Maar daarnaast speelt de ontwikkeling die hij zelf heeft doorgemaakt een belangrijke rol. Hij ziet vooral het kunnen omgaan met afstand en nabijheid in het therapeutische contact als noodzakelijk voor het werken met getraumatiseerde patiënten. Vroeger was hij beducht om afschuwelijke ervaringen te moeten aanhoren. Nu weet hij dat hij het dichtbij genoeg kan laten komen om het te kunnen begrijpen maar dat hij vervolgens voldoende afstand kan nemen om als behandelaar te kunnen blijven functioneren. Behalve een goede opleiding heb je daar volgens Van Hest ook levenservaring voor nodig. Het is geen doelgroep voor jonge en onervaren collega’s, meent hij.

 

Sinds zijn pensionering in 2007 werkt Van Hest bij de Dienst Bijzondere Voorzieningen van het Ministerie van Justitie. DBV is onderdeel van de Dienst Justitiële inrichtingen en als psycholoog is hij verantwoordelijk voor de psychologische zorg in detentie- en uitzetcentra voor vreemdelingen. Het gaat bij DBV vooral om vreemdelingen sans papiers die de regering wenst uit te zetten en om grensgeweigerden, dat wil zeggen mensen die direct bij aankomst aan de grens worden aangehouden om teruggestuurd te worden naar waar ze vandaan kwamen; daarnaast om bolletjesslikkers en andere smokkelaars. Hij is daar behandelaar en hij zet zich met een aantal collega’s intensief in voor het verbeteren van de omstandigheden in detentie en vooral voor het recht op psychologische behandeling in plaats van alleen begeleiding, zoals Justitie heeft verordonneerd. Het is een intensieve baan die hem regelmatig voor de vraag stelt wat zijn rol is en hoe hij het voor zichzelf en anderen kan verantwoorden er te werken. Zijn rol als BiG geregistreerd psycholoog, als werknemer van de organisatie en als burger conflicteren regelmatig met elkaar. is het wel ethisch om mensen in objectief zeer stressvolle omstandigheden, te leren omgaan met die stress? is dat überhaupt mogelijk? in hoeverre moet ik deze dilemma’s ook maatschappelijk aan de orde stellen?

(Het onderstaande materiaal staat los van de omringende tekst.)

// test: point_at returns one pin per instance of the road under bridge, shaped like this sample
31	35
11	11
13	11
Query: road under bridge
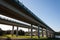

Het is lastig werken voor een psycholoog. De patiënt wordt ‘gezien’ - zo lang de detentie duurt. Deze kan elk moment worden geëindigd, het gaat hier immers niet om mensen die een straf uitzitten met een te voren vastgestelde duur. Elk gesprek moet derhalve op zichzelf staan - misschien zie je deze mens nooit weer. Niet alle patiënten hebben een dramatische levensgeschiedenis. Zo zijn er mensen die bewust de gok hebben genomen naar Nederland te komen om het hier beter te krijgen - de echte ‘gelukszoekers’ - maar die het hier niet redden of tegen de lamp liepen. Dan is het belangrijk de uitzetting ook in dit kader te zien. Als psycholoog kan je dan bijvoorbeeld stellen: ’in plaats van depressief en boos te worden dat het avontuur is mislukt, kun je ook tegen jezelf zeggen: ik heb gegokt, het is niet geworden wat ik had gehoopt, maar wat heb ik er van geleerd en hoe ga ik nu verder’.

 

Hanneke Bot is socioloog en psychotherapeut. Zij is werkzaam bij Pro Persona en in haar eigen bedrijf - gericht op gespreks-voering met een tolk. Tevens is zij redactielid van Cogiscope. Van Hest was gedurende de jaren dat hij bij Phoenix werkte directe collega van de auteur.